Für M:AI-Generalkuratorin Ursula Kleefisch-Jobst war es deshalb keine Frage, dass die Ausstellung „Kubus oder Kuppel. Moscheen. Perspektiven einer Bauaufgabe“ ins Ruhrgebiet gehört. Hier leben etwa ein Drittel der bundesweit 4,3 Millionen Muslime.
Wichtige städtebauliche Aufgabe
Auf die repräsentative, architektonisch herausragende Moschee mussten sie indes lange warten. Köln hat die größte Zentralmoschee Deutschlands bauen und damit ein Zeichen für gelungene Integration setzen wollen. Das Ergebnis waren jahrelange Streitigkeiten um Kosten und Baumängel
Dass es auch anders geht, zeigt die Ausstellung in der Volkshochschule, wo in vier Kapiteln Auskunft gegeben wird über die Entwicklung verschiedener Formensprachen weltweit, über den Umgang mit historisierenden Formen und moderner Architektur, über bauliche Vielfalt wie über kulturelle Anpassung. Da gibt es auch radikale Entwürfe wie Etimesgut Camii, die auf einem Militärstützpunkt bei Ankara eher an einen Bunker denn an eine Moschee erinnert. Von Singapur bis ins bayerische Penzberg geht die Reise, wo die gelungene kubische Architektur auch viel Zuspruch der nicht-muslimischen Bewohner fand
Andreas Goldberg vom Zentrum für Türkeistudien kennt die Fragen und Ängste, wenn es um den Bau einer neuen Moschee geht, wie derzeit auch in Essen. Dennoch hält er den Umgang mit religiösen Bauten für eine große städtebauliche Aufgabe der Zukunft. Seit Deutschland für viele Muslime keine Heimat auf Zeit mehr sei, wachse der Wunsch nach identitätsstiftenden Orten, die mehr als Behelfslösung seien, wie auch nach muslimischen Friedhöfen.

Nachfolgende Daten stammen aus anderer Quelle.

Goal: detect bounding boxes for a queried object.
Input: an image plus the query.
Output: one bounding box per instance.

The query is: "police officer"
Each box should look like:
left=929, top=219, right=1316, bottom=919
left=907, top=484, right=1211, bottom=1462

„Lieber zwei, drei große Moscheen als 20 kleine im Hinterhof , sagt Goldberg und verweist auf Beispiele wie die Merkez Moschee in Marxloh, heute ein beliebter Ort der Begegnung und des Austauschs, nicht nur für Muslime. Die VHS-Ausstellung, hofft nicht nur Direktorin Friederike Brunnbauer, soll eine offenere und sachliche Debatte dabei begleiten.